Diagnostische Schritte bei Hypocalciämie

Hypocalciämien können bei vielfältigen Ursachen ein breites Spektrum an klinischen Manifestationen bewirken. Der Artikel gibt einen Überblick über die aktuelle Diagnostik, die klinischen Bilder und Behandlungsmöglichkeiten.

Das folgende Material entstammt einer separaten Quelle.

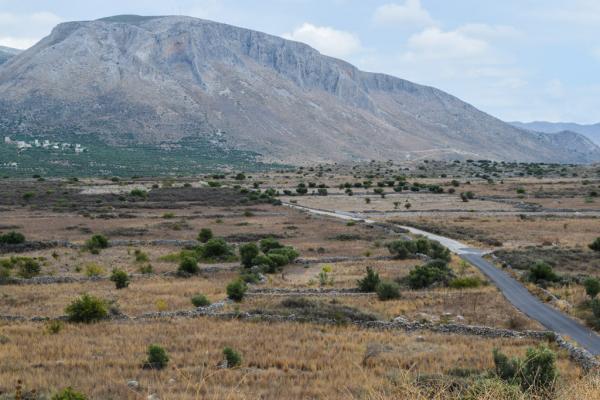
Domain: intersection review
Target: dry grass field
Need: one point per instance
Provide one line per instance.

Bei einer asymptomatischen Hypocalciämie sollte für die weitere Differenzierung die Messung von Calcium, Albumin und Phosphat erfolgen. Wenn der Albumin-korrigierte Calcium-Spiegel < 2.05 mmol/l liegt, sollte die Ursache weiter abgeklärt werden. Bei tiefem Phosphat findet sich meistens ein sekundärer Hyperparathyreoidismus aufgrund eines Vitamin-D Mangels. Bei hohem Phosphat und normaler Nierenfunktion liegt meist ein Hypoparathyreoidismus oder Pseudohypoparathyreoidismus vor.
Neben der Anamnese zur Klärung eines postoperativen Hypoparathyreoidismus oder einer bekannten Niereninsuffizienz sollten weitere Parameter ermittelt werden.
Die Messung von Kreatinin, Magnesium, Amylase (Pankreatitis?), Creatin-Kinase (Zell-Lyse?), 25-OH-Vitamin D und des Parathormons (PTH) sind je nach Beschwerden sinnvoll (Tab.1).
Die Messung des 1-25-OH-Vitamin D ist nur bei Niereninsuffizienz oder möglichen kongenitalen Störungen der 1α-Hydroxylase (Vitamin-D abhängige Rachitis Typ 1) und Patienten mit Hypoparathyreoidismus notwendig. Ein hoher 1-25-OH Vitamin D Spiegel wird gesehen bei Patienten mit hereditärer Vitamin-D resistenter Rachitis.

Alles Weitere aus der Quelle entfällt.